The article cited expert consensus for the benefits of breast feeding and the infant formula manufacturers’ understanding that breast feeding is “the gold standard.” But it also focused considerably on the mothers who protest the ban.
Considerable commentary both in the article and in the comments displayed the pro and con sides of this issue. The con-side declared some mothers cannot breast feed, and formula is expensive. They weren’t reminded how inexpensive breast feeding is.
But the pro side points out that when a hospital provides free samples of infant formula, it makes it appear that there is no difference in how someone feeds an infant. And it also makes it seem there is no support for overcoming actual breast feeding difficulties.
Here’s one example of support from this pediatric guide for breast feeding issues.

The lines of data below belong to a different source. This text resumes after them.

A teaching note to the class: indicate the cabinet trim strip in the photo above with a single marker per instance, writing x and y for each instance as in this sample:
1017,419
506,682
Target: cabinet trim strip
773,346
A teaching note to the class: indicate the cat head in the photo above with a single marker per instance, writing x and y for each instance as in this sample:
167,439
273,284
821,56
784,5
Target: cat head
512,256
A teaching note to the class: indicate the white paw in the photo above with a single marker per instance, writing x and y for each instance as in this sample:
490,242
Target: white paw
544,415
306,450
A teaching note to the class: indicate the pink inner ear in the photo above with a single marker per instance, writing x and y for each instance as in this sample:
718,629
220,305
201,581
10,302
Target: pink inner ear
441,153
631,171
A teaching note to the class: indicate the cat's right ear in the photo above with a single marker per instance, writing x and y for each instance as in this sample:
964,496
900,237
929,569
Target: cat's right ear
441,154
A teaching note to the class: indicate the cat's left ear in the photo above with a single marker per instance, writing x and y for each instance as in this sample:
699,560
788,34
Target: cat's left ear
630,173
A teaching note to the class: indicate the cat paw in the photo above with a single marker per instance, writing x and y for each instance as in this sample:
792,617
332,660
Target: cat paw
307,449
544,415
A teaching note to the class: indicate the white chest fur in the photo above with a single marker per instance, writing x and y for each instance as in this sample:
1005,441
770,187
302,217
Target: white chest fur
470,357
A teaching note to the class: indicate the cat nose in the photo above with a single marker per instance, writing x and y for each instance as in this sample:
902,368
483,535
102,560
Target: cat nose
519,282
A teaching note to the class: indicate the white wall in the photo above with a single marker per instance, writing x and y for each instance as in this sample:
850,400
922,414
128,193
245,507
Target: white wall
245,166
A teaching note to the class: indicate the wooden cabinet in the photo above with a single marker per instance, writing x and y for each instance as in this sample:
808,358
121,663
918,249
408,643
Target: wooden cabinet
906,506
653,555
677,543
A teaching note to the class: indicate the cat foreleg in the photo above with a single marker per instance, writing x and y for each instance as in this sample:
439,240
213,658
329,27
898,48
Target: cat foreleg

Granting longer periods of paid maternity leave would be helpful. The US.. ranks lowest among industrialized nations for paid maternity leaves, which emphasize the mother’s recovery more than giving her space and time to breast feed for at least six months.
Comparing infant formula with mothers’ breast milk
One weakness displayed both in the NYT article and its comments was the lack of nutritional awareness. Soy-based infant formulas were often referred to as a good solution. But the fact is that soy, even non-GMO soy, has problems. And most soy is GM.
The only soy that’s beneficial is fermented, organic soy, such as that which comprises natto, tempeh, misso, and some soy sauces. Soy as a health food is a con. Even non-GMO soy, which is very rare, has several anti-nutrients that block or impede the body’s ability to absorb nutrients.
Soy products dampen thyroid activity, promote excessive blood clotting, contain phytoestrogens that create hormone imbalances, and carry toxic levels of aluminum and manganese. Soy crops, especially GMOs, are very heavily sprayed with toxic chemicals. Even non-soy milk infant formulas contain some soy products.
Infant formulas contain massive amounts of sugar that may be GMO (beet sugar) and even worse, GMO corn syrup compounds or HFCS (high fructose corn syrup). Unlike sugar, corn syrup or HFCS is not fully metabolized into energy. Almost half of it is stored in the liver as fat.
Mike Adams jumps all over what Similac contains after analyzing the label. Similac had to be recalled around that time because beetle larvae was found in some of their formula products.
But Mike asserts the bugs are not the issue; the formula itself amounts to “nutritional child abuse.”
Water needs to be added to instant formula powders. Unless a family resides in a non-fluoridated water supply area, they’ll be poisoning their children further without using reverse osmosis filtered water. The child’s IQ will be lower in addition to suffering some brain damage and other health consequences.
One solution is for the mothers who find it impossible to breast feed to purchase infant formulas with added prebiotics and probiotics, which can also be added to standard infant formulas.
Goat’s milk colostrum powder may be a way to replace the mother’s milk colostrum that’s missing from infant formulas. Goat’s milk resembles human mother’s milk more than cow’s milk. Colostrum protects the infant’s fragile immune system. Lactoferrin supplements can also be added.
Even pediatricians agree that breast feeding for at least the first six months is vital for you child’s overall future health. Just say no to pediatric pushiness on vaccinating your children.